Società Italiana Talassemie ed Emoglobinopatie

Status

Enrolling

Conditions

Malignacy, Hemoglobinopathie

Study type

Observational

Funder types

Other

Identifiers

Details and patient eligibility

About

The Trial aims to increase the information available on the relevance of tumor pathology in hemoglobinopathies, updating the data relating to hepatocarcinoma and investigating which other tumors are more frequent in patients with hemoglobinopathies. Still, in relation to tumor pathology, the study will evaluate any differences between the different types of hemoglobinopathy and will investigate the association between the appearance of neoplasms and risk factors such as age, sex, iron accumulation markers, history of bone marrow transplant, and others.

Full description

By providing targeted screening strategies, these data may contribute to the early identification of tumor pathology in hemoglobinopathies, and, by contributing to the identification of risk factors, to its prevention.
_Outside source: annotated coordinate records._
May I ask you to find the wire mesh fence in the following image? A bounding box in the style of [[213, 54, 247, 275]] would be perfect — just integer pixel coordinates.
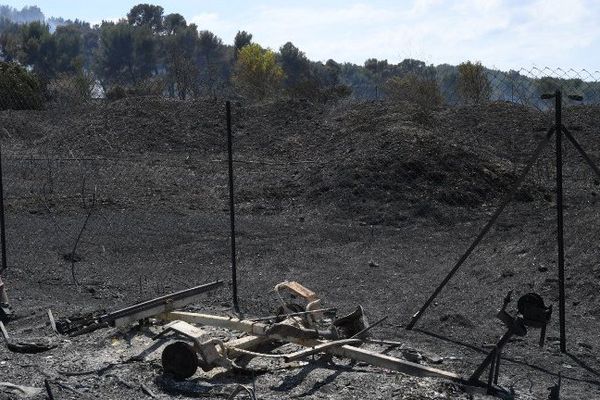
[[350, 67, 600, 110], [0, 66, 600, 110]]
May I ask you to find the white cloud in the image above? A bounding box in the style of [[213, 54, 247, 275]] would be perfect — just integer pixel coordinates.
[[186, 0, 600, 68]]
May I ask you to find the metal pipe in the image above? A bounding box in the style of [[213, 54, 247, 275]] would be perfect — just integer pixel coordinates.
[[225, 101, 240, 313]]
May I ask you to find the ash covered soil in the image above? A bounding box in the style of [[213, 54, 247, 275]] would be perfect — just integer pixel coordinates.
[[0, 98, 600, 399]]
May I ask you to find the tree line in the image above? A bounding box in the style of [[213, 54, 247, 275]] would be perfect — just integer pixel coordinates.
[[0, 4, 582, 107]]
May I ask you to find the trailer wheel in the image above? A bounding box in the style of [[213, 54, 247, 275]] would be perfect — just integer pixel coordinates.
[[161, 342, 198, 380]]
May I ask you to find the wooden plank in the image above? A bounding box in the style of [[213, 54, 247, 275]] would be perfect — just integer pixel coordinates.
[[160, 311, 270, 336], [284, 339, 362, 362], [166, 321, 206, 339], [327, 345, 465, 383], [112, 293, 218, 328]]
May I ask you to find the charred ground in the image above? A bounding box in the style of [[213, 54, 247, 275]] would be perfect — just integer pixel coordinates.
[[0, 98, 600, 399]]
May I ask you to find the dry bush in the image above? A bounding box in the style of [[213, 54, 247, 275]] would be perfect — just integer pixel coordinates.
[[458, 61, 492, 104], [0, 62, 44, 110], [46, 72, 96, 105]]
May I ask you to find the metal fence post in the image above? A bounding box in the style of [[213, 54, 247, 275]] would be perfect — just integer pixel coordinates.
[[0, 137, 8, 272], [554, 90, 567, 353], [225, 101, 240, 312]]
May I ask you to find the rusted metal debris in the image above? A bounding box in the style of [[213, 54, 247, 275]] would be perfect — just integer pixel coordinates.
[[0, 321, 57, 354], [51, 280, 223, 336], [44, 281, 528, 398]]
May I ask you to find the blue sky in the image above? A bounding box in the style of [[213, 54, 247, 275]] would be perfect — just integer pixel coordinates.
[[5, 0, 600, 71]]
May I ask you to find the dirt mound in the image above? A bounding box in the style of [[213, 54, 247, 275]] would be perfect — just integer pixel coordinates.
[[0, 97, 225, 155], [307, 100, 544, 224]]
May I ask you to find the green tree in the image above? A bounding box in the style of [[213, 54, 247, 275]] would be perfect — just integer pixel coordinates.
[[54, 24, 84, 73], [127, 4, 164, 32], [198, 31, 223, 66], [279, 42, 310, 88], [233, 31, 252, 57], [458, 61, 492, 104], [95, 21, 157, 86], [165, 24, 198, 100], [233, 44, 284, 99], [383, 73, 442, 112], [163, 14, 187, 35]]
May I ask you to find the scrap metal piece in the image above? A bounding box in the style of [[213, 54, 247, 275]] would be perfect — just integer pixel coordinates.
[[275, 281, 324, 326], [0, 321, 57, 354], [56, 280, 223, 336], [333, 306, 369, 338]]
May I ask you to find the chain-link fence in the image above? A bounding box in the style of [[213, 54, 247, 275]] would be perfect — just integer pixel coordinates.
[[0, 64, 600, 110], [348, 67, 600, 110]]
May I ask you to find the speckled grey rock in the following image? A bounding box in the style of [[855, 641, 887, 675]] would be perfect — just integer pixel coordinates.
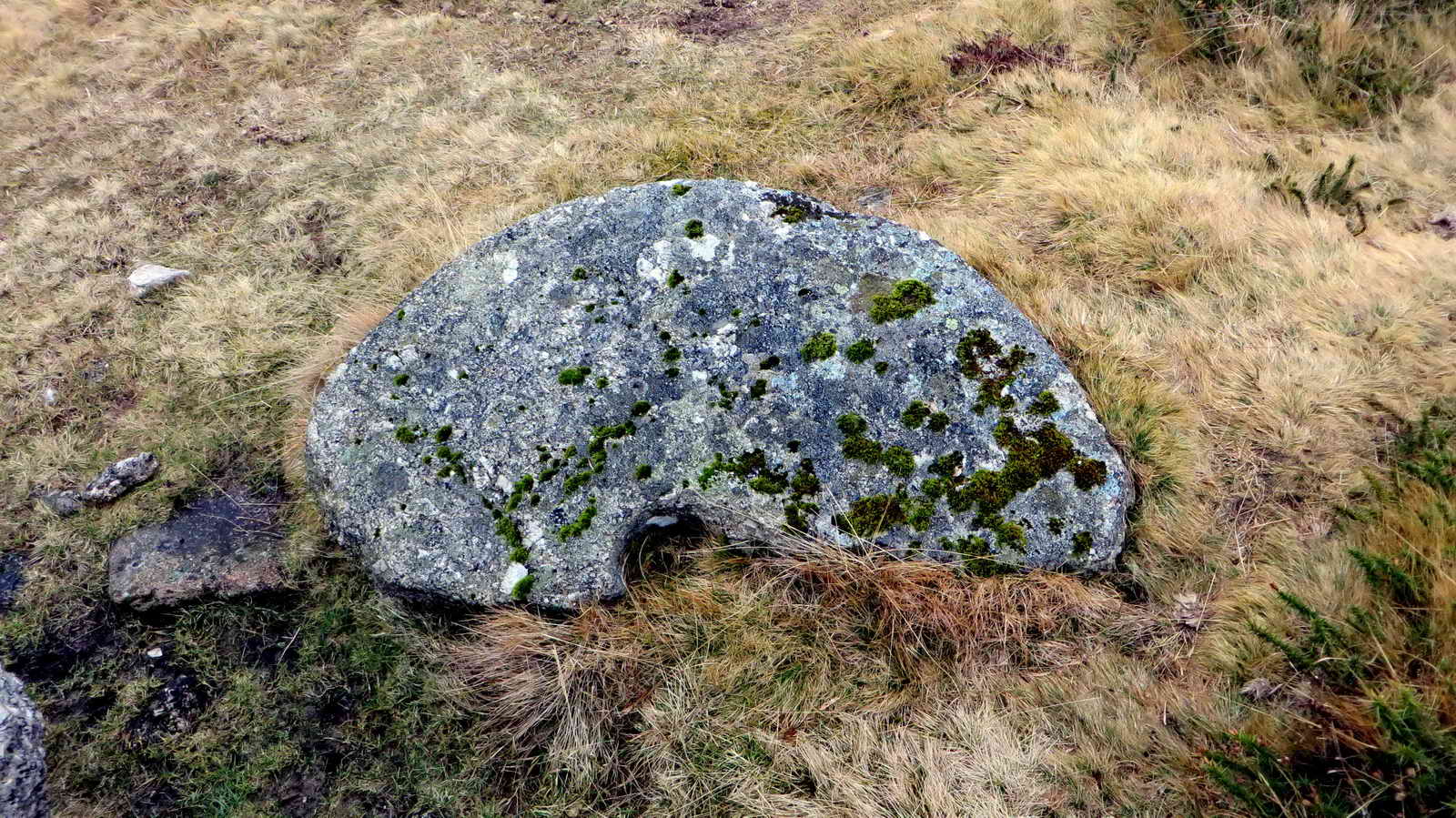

They will also be able to contribute to understanding which therapeutic approaches in the case of cancer are most appropriate in this category of subjects.

To be able to go even deeper into understanding the possible link that exists between tumors and hemoglobinopathy, a further data collection (substudy) has been prepared in which additional and more detailed information will be collected in order to evaluate which is the percentage of patients who develop tumors compared to all those with hemoglobinopathy.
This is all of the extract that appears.